Five Common PHP database problems

Source: Internet
Author: User
Tags foreach getmessage connect sql mysql pear sql injection ruby on rails

If only one way to use the database is correct, you can create database design, database access, and database based PHP business logic code in a number of ways, but the end result is usually a mistake. This article describes the five common problems that arise in the database design and the PHP code that accesses the database, and how to fix them when they are encountered.

question 1: Use MySQL directly

A common problem is that older PHP code uses the MYSQL_ function directly to access the database. Listing 1 shows how to access the database directly.

Listing 1. access/get.php

<?php

function get_user_id ($name)

{

$db = mysql_connect (' localhost ', ' root ', ' password ');

mysql_select_db (' users ');

$res = mysql_query ("Select ID from Users WHERE login= '". $name. "");

while ($row = Mysql_fetch_array ($res)) {$id = $row [0];}

return $id;

}

Var_dump (get_user_id (' Jack '));

?>

Note Use the Mysql_connect function to access the database. Also note the query, which uses string concatenation to add $name parameters to the query.

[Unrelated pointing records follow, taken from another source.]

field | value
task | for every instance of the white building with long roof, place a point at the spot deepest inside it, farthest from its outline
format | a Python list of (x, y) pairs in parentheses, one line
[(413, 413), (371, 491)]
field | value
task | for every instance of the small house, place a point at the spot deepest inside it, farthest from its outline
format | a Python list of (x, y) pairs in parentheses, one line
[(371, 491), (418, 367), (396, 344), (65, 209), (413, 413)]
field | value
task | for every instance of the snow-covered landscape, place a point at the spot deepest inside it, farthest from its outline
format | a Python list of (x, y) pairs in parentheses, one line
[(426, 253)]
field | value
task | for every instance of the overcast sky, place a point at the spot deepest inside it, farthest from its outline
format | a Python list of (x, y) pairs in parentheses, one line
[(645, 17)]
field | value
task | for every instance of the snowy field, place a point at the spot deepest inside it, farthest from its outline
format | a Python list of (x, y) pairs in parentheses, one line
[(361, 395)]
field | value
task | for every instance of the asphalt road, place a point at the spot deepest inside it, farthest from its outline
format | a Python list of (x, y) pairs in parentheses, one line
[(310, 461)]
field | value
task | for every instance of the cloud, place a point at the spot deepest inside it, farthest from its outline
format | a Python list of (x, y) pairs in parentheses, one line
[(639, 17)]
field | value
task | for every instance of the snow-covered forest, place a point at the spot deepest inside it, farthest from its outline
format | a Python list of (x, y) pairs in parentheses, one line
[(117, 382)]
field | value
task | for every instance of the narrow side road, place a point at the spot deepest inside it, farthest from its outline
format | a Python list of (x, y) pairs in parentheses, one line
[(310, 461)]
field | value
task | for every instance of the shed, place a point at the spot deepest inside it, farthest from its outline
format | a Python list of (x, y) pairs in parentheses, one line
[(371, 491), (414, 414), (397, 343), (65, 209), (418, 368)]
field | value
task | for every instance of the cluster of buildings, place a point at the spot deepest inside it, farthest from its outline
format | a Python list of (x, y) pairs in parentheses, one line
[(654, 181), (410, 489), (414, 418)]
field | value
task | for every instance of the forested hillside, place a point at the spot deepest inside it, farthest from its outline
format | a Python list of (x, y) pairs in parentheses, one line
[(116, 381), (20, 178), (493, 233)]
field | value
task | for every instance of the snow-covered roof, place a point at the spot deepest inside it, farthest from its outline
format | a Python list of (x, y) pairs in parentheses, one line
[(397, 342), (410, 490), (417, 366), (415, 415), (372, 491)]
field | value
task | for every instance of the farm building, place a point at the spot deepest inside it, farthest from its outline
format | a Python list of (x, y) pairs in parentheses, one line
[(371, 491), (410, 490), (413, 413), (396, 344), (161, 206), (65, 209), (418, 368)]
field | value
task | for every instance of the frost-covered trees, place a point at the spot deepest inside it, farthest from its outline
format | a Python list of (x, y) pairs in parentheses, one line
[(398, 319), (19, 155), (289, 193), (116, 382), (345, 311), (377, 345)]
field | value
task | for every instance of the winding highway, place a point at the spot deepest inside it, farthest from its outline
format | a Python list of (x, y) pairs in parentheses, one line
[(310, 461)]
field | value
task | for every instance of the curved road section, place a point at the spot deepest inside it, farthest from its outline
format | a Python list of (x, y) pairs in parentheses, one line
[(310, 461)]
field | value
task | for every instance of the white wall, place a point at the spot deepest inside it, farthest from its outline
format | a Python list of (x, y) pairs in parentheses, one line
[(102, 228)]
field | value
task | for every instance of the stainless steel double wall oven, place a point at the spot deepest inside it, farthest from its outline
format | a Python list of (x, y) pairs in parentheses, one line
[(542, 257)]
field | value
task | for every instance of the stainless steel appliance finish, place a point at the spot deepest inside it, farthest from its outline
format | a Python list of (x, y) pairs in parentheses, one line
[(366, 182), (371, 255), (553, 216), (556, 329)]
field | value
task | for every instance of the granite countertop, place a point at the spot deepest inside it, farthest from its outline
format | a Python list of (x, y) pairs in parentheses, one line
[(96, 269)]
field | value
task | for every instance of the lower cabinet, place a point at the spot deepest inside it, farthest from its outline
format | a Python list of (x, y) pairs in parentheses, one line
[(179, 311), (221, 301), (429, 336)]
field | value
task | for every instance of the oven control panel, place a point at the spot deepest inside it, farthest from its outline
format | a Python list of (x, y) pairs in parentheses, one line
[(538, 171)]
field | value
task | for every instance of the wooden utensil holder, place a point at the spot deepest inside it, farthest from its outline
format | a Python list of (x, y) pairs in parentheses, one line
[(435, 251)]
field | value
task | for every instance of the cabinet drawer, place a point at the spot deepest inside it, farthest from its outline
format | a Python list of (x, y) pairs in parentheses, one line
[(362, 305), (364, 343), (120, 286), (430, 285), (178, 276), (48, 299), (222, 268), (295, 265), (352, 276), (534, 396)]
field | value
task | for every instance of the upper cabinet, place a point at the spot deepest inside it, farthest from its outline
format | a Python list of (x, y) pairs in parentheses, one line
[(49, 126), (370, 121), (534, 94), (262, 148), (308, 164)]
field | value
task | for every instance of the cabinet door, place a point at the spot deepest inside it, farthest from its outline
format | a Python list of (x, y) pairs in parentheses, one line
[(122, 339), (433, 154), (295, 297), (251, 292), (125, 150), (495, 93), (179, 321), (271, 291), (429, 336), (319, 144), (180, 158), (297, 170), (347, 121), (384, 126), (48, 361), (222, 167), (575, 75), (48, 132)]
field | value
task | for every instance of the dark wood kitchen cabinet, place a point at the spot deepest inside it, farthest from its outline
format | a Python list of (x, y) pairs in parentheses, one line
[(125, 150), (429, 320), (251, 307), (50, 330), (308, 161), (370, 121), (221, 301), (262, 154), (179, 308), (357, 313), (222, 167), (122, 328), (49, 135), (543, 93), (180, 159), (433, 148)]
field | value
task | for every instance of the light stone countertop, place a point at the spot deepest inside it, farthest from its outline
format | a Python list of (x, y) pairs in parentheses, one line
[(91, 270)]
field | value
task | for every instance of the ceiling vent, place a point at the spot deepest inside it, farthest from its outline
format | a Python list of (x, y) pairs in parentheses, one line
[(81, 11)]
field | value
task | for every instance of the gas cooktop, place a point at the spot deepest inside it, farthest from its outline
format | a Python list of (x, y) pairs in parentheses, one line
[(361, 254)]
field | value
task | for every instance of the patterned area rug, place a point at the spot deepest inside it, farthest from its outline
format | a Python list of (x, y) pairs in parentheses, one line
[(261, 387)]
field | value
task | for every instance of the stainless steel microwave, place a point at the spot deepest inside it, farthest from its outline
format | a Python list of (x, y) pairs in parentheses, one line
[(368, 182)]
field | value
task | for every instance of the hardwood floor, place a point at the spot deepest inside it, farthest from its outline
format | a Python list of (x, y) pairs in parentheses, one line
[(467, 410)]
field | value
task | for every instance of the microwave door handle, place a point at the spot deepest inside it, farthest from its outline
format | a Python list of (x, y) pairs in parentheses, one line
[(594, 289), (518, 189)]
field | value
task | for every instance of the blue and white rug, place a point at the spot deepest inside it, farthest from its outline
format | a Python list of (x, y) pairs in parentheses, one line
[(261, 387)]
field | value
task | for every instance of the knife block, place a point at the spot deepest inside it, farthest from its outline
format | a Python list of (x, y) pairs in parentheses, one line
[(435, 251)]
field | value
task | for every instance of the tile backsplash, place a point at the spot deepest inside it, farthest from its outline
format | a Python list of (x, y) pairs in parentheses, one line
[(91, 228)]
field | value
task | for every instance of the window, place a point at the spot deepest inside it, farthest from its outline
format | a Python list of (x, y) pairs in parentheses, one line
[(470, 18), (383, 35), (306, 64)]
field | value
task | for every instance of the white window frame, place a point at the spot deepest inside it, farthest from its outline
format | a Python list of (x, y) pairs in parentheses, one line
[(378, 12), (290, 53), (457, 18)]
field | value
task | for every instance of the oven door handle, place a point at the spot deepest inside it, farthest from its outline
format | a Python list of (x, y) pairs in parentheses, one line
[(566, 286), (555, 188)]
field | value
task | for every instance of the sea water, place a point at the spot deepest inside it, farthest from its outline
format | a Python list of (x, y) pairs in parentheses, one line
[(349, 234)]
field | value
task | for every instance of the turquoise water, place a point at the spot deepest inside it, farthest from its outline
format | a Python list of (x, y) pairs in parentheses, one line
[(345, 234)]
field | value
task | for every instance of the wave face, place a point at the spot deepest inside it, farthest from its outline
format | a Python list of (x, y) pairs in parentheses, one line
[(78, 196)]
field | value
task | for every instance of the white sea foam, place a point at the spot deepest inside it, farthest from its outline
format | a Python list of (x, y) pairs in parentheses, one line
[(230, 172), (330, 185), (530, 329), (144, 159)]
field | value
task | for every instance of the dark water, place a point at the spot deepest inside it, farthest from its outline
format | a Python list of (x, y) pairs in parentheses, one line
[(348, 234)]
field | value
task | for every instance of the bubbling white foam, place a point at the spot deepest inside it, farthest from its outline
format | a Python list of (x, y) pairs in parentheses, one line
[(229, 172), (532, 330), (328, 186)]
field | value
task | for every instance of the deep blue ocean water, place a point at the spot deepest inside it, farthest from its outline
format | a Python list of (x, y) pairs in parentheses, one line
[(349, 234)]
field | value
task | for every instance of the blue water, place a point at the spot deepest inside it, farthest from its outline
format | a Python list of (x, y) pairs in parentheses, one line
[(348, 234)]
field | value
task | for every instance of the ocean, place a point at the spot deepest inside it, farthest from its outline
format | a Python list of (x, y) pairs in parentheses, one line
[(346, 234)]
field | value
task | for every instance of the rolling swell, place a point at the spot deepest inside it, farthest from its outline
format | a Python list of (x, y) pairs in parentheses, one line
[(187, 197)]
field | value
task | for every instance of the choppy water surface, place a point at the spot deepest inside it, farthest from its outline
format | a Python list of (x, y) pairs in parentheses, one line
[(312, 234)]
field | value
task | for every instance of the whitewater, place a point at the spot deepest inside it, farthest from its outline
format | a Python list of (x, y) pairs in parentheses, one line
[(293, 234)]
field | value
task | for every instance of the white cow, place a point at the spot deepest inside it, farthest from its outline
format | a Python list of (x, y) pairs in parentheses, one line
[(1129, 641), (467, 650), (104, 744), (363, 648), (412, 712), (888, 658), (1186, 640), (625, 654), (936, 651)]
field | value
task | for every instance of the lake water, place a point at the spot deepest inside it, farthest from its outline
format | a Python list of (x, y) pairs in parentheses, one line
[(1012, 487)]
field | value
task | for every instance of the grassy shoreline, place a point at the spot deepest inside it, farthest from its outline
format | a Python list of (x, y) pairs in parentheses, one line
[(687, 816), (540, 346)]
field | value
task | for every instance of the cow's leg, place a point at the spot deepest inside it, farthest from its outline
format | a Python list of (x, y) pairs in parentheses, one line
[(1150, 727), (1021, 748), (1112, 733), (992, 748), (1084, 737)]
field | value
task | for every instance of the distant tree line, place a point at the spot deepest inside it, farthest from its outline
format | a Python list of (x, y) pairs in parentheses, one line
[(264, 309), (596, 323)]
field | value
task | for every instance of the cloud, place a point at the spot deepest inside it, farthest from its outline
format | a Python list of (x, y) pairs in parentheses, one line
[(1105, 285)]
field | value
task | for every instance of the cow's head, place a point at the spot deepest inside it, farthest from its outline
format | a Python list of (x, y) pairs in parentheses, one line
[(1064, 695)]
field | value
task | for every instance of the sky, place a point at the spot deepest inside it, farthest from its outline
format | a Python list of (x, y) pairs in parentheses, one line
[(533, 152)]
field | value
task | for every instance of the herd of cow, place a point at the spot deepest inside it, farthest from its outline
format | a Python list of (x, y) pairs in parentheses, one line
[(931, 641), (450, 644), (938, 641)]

There are two good alternatives to this technique: the PEAR DB module and the PHP Data Objects (PDO) class. Both provide abstractions from a specific database selection. As a result, your code can run on ibm®db2®, MySQL, PostgreSQL, or any other database you want to connect to without too much tweaking.

Another value of using the PEAR DB module and the PDO abstraction layer is that you can use it in SQL statements? Operator. Doing so makes SQL easier to maintain and allows your application to be protected from SQL injection attacks.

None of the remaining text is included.